12 GLOBAL SHARES TO WATCH
US
Alphabet: As the number of online users and usage increases, so will digital ad spending. Android’s dominant global market share of smartphones leaves Alphabet’s Google well positioned to continue generating top-line growth as search traffic shifts from desktop to mobile.
Walt Disney: The parks and resorts segment has rebounded strongly from the recession, and the opening of Disneyland Shanghai should provide additional momentum. The Star Wars franchise broadens the demographics for the company. Disney’s large library of content with popular franchises and characters reduces the volatility of movie-making over time. BlackRock: The world’s largest asset manager had $6.316 trillion in total assets at the end of March 2018 and clients in more than 100 countries. Product diversity and a heavier concentration in the institutional channel have traditionally provided BlackRock with a much stickier set of assets than its peers.
Microsoft: It has solidified its position as the No. 2 public cloud vendor with its Azure platform, which should provide substantial growth for several years. Windows 10 is the most rapidly adopted operating system Microsoft has released to date.
UK
GlaxoSmithKline: Next-generation respiratory drugs should help offset branded and generic competition to the company’s leading drug, Advair. The firm’s well-positioned HIV drugs are gaining market share quickly and carry high margins.
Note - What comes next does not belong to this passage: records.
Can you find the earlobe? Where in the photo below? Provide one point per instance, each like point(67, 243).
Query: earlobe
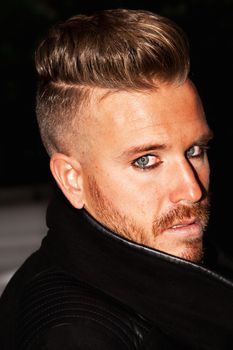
point(68, 174)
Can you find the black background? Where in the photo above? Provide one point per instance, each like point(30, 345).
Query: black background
point(209, 25)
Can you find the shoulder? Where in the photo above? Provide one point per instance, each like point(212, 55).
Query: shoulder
point(57, 308)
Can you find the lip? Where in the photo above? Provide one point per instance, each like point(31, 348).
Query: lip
point(187, 228)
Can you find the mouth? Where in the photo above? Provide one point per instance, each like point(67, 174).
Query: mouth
point(191, 228)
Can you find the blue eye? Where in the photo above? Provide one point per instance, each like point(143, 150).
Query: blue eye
point(146, 162)
point(195, 151)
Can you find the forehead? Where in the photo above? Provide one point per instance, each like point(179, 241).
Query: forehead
point(170, 108)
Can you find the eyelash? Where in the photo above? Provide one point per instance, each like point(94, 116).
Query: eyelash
point(145, 168)
point(203, 150)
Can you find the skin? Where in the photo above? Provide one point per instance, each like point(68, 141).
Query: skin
point(143, 170)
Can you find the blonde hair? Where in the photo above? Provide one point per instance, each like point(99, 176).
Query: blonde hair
point(111, 49)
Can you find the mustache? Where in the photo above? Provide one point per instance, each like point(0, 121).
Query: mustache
point(198, 211)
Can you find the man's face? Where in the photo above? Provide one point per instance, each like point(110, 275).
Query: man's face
point(146, 172)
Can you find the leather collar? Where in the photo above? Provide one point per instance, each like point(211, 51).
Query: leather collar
point(187, 301)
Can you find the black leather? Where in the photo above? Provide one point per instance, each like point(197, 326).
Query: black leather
point(148, 299)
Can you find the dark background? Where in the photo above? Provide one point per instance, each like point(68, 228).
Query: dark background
point(209, 25)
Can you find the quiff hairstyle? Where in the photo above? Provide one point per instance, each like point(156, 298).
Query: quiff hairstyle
point(112, 49)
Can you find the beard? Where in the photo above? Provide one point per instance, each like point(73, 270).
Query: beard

Schroders: The asset and wealth manager has operations around the globe with a diverse client base.
Germany
Infineon: After a series of smart divestitures of underperforming businesses, Infineon is now focused on its core industrial, automotive and card-security markets. The recent acquisition of International Rectifier should provide it with scale advantages and cost savings.
Deutsche Boerse: This has the most complete suite of services of any of the European exchanges. With the fallout from Brexit, Deutsche Boerse now has an opportunity to poach the London Stock Exchange’s over-the-counter clearing business.
Switzerland
Roche: The company’s biologics constitute three-quarters of its pharmaceutical sales, making the firm the biggest biotech in the world. Collaboration between its diagnostics and drug-development groups gives Roche a unique in-house angle on personalised medicine.
Nestlé: With margins, cash generation and return on invested capital lagging many of its large-cap peers, there may be plenty of low-hanging fruit with which Nestlé could improve its financial performance.
France
LVMH: Louis Vuitton’s fully controlled distribution allows it to avoid discounting its products, which boosts profitability (operating margins in the 40% range) and helps maintain the value perception. The acquisition of Christian Dior Couture will allow the company to diversify its fashion and leathergoods portfolio with another remarkably strong and fast-growing brand.
Hong Kong
Tencent: The online gaming business will retain its dominant position based on its strong distribution capability and research and development investment.